W pierwszej rundzie płocczanki pokonały w Chemiku MKS MOS wyraźnie 23:16, dlatego jechały do Gniezna z dużymi nadziejami na dwupunktową zdobycz. Tym bardziej że gospodynie poniosły ostatnio siedem porażek z rzędu i plasowały się na dole tabeli.
Do 20 minuty sobotniego spotkania wszystko układało się po myśli płocczanek. Po wyrównanym początku wyszły na prowadzenie 11:7 i ... kompletnie „stanęły”. Do przerwy nie trafiły już ani razu i pierwsza połowa zakończyła się wynikiem 12:11 dla MKS MOS!
Po przerwie gra Jutrzenki niestety nie poprawiła się, gospodynie dzięki znakomitej obronie systematycznie powiększały przewagę. Nie przeszkodziła im nawet kontuzja Pauliny Stachowiak,która zdobyła aż osiem bramek.

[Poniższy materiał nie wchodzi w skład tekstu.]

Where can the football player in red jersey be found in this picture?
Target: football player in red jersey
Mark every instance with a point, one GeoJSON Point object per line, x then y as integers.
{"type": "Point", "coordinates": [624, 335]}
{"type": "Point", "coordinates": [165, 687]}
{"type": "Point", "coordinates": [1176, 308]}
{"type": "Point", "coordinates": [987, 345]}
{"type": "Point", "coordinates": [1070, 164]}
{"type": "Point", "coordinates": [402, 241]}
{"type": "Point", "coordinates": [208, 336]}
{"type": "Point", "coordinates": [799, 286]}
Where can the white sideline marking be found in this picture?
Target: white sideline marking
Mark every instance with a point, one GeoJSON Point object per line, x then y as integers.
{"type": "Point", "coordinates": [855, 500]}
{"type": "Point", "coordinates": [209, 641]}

W 46. minucie gospodynie wygrywały 21:15. Jutrzenkę bezlitośnie punktowała Joanna Różańska, która zapisała na koncie dziewięć trafień.

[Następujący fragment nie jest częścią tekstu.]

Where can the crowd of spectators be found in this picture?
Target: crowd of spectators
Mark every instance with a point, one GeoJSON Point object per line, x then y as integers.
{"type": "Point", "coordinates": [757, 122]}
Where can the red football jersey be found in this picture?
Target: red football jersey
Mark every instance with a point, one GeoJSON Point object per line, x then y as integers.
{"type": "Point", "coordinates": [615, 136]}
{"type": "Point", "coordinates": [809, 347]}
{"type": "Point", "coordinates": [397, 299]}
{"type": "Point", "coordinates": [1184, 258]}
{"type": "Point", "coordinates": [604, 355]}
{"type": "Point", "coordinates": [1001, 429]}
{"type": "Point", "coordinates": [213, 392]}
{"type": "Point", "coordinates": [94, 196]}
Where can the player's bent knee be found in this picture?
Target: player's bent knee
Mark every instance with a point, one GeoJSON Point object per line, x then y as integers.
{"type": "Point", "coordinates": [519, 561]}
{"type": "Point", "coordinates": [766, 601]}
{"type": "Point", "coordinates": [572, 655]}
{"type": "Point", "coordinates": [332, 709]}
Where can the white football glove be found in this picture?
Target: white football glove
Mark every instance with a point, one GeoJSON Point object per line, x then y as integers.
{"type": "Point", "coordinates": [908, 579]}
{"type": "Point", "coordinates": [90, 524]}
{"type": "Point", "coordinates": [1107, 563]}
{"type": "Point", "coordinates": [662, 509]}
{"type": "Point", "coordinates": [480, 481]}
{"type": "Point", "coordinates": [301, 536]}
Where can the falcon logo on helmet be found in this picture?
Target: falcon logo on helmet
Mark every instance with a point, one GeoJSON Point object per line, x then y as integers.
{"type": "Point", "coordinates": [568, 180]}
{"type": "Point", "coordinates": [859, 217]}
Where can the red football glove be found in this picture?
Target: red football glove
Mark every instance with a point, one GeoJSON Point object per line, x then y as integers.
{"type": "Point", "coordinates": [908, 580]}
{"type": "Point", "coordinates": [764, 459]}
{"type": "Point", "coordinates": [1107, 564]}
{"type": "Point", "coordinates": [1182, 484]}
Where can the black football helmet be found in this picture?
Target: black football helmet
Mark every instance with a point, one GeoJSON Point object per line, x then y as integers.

W końcówce meczu płocczanki poderwały się jeszcze do walki, ale nie zdołały zagrozić już lepiej dysponowanym tego dnia rywalkom. Mecz zakończył się wynikiem 26:22 dla drużyny z Gniezna i punkty zostały w tym mieście.
Inne wyniki:
PCM Kościerzyna - Słupia Słupsk 28:32 (13:11)

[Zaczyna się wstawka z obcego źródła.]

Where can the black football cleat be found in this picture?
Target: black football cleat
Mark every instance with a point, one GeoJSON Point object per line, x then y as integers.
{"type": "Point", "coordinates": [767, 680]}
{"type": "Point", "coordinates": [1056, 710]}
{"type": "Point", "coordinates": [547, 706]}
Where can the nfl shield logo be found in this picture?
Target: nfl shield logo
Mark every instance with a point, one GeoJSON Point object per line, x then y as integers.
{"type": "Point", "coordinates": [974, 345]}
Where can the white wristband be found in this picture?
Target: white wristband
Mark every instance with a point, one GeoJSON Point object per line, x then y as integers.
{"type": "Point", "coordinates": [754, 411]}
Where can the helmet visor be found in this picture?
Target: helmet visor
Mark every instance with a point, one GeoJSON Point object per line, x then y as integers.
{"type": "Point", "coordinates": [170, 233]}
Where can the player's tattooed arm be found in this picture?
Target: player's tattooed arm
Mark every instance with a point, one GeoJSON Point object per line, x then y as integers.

MOS Gniezno - AZS PWSZ Płock 26:22 (12:11)
Sparta Oborniki Wlkp.-AZS AWF Poznań 29:24 (16:9)
Sambor Tczew - pauzował
W tabeli prowadzi Sambor przed Słupią (po 14 punktów), Spartą (10), Jutrzenką i Kościerzyną (po 8), Gnieznem (4) i Poznaniem (2).